これは、心の底に潜む岩のように、無常に存在し続けている問題である。
私は自分を「黒色」だと考えている。しかし他人は「桜色」を私だと思い、意外性を覚える。それが、同じピンクでも「ショッキングピンク」ならば、一見すると自己認識も他者認識も合致するのだ。
だが、本当に合致しているのかについては、必ずしも肯定できない。選んでいる理由が「自分ぽい」という他者の視線を意識したものだからである。
自己認識の中に、他者認識が入り込み、他者認識の中の自己認識で嗜好を判断しているのだ。
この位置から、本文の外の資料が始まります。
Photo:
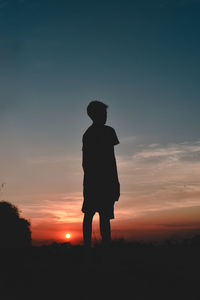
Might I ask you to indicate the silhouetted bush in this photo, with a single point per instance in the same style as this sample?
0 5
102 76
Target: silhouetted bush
14 230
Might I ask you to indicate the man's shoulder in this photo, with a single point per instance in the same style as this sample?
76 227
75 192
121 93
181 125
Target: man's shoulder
109 128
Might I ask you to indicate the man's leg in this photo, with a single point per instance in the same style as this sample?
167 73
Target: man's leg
87 228
105 229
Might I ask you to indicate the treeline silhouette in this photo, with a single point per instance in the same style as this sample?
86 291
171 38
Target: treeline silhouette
14 230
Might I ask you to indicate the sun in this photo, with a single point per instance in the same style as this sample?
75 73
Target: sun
68 235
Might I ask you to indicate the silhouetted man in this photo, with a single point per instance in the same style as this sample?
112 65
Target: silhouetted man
101 186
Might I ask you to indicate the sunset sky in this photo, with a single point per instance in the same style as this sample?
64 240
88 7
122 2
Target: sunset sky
139 57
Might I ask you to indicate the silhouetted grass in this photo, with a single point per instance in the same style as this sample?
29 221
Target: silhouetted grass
127 270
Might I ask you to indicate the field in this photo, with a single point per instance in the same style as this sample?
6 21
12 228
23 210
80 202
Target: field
124 271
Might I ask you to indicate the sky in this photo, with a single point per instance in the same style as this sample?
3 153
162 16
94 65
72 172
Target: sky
139 57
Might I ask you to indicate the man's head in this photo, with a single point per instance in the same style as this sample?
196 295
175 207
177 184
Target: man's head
97 111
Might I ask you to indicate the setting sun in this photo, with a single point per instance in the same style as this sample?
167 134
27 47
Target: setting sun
68 235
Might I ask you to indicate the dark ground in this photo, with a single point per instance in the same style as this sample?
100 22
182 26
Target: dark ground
124 271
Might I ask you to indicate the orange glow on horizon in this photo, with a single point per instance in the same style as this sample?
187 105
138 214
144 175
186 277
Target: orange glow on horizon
68 235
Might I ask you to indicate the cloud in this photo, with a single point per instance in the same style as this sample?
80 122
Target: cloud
160 177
それでは、なぜこのような複雑怪奇現象が生じているのかと突き詰めてみた所、どうやら黒色とショッキングピンクでは、「好み」の基準が異なっているようだ。
まず黒色だが、これは自分が考える自分を表した色だ。
私は、陰日向に伸びている雑草のような人間である。眩しさに目を眇めるよりも、暗闇に慣れていく方が好きなのだ。
大勢が集まって歓談する場にいると、自分の身の置き場に戸惑い、早く影に紛れてしまいたいと、腕時計に視線を落としてしまう。
性格だけではなく、感性も暗い。
南中高度で輝く太陽の下で愛を叫ぶよりも、深夜の路地裏でそれとなく愛を囁く方が美しいと思う。
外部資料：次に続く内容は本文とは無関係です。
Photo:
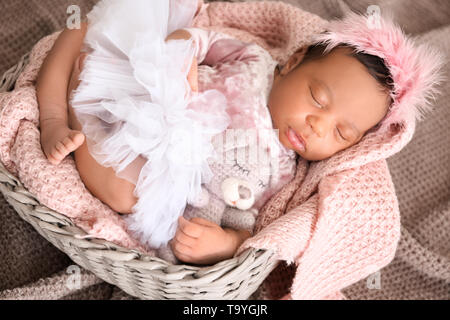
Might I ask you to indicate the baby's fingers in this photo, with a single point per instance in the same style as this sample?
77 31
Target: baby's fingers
189 228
しかし、暗闇と同化したような人間が一般的な社会人生活を営むのは、難しい。普段は、白色に擬態しているものの、「これって自分じゃないよな」と違和感を覚えることがある。
黒色は、自分を保つための色なのだ。
他方、ショッキングピンクについては、自分がなりたい自分を示した色である。
「私、本当は暗いヤツなんですよ」
「そんなわけない。暗いヤツが、ショッキングピンクのスカートとか着ないから」
というやり取りを数十回はしたことがある。
このやり取りが示すとおり、他人は私を明るい性格だと思っている。彼らの印象が間違っているものとは思わない。自分が思う自分と異なっているだけで、他人が思う自分の印象も、自分であることに変わりはないからである。
けれども、自分は「暗いヤツではないから」ショッキングピンクが好きなわけではない。他人に明るい人間だと思われたいから、という理由でもない。
自分の理想とする人間像の問題なのだ。
私はジトジトした湿気深い性格だが、他人の意見に流されることが好きではない。規則では決まっていない事柄に対する判断基準の軸くらい、自分の中に持っていたい。実際に、自分なりの軸を持てているかは別問題だが、少なくとも自分は、そういう人間でありたいとは思っている。
ショッキングピンクのような人間になりたいのだ。
裏と表がなく、底が見えないくらい深いが、それでいて明るい色の人間になりたい。
人は、自分にないものに惹かれるという。私は、ショッキングピンク要素のない性格だから、惹かれているのだと思う。自分にはない要素を、色彩表現で探し出そうとしているのだ。
以上のように、私がショッキングピンクが好きな理由は、他人が思っているものと異なっている。
しかし、この鮮やかな色を身につけるだけで、クロイロ人間がシロイロ人間に擬態することに成功しているのだから、悪いことではないのかもしれない。
以前は「なぜ自己認識と他者認識に差異が生じるのか」と真剣に悩んでいたが、こうして考えると「どちらも自分なのだから、どちらでもいいじゃないか」と割り切れる。
黒色もショッキングピンクも、どちらも自分の軸。軸が二本あったら、使い分けができて気分を軽くすることもできる。
あれ。いい事づくめじゃないですか。
ここまで考えてきたが、自分はこの二色が好きなのだから、どちらも身につけたら解決するのではないか。
黒色は、どんな色と組み合わせても、順応してくれる。
バイバイ、心の岩石。
また忘れた頃に、現れるだろうけど、その時は丸い石ころになっていてくれ。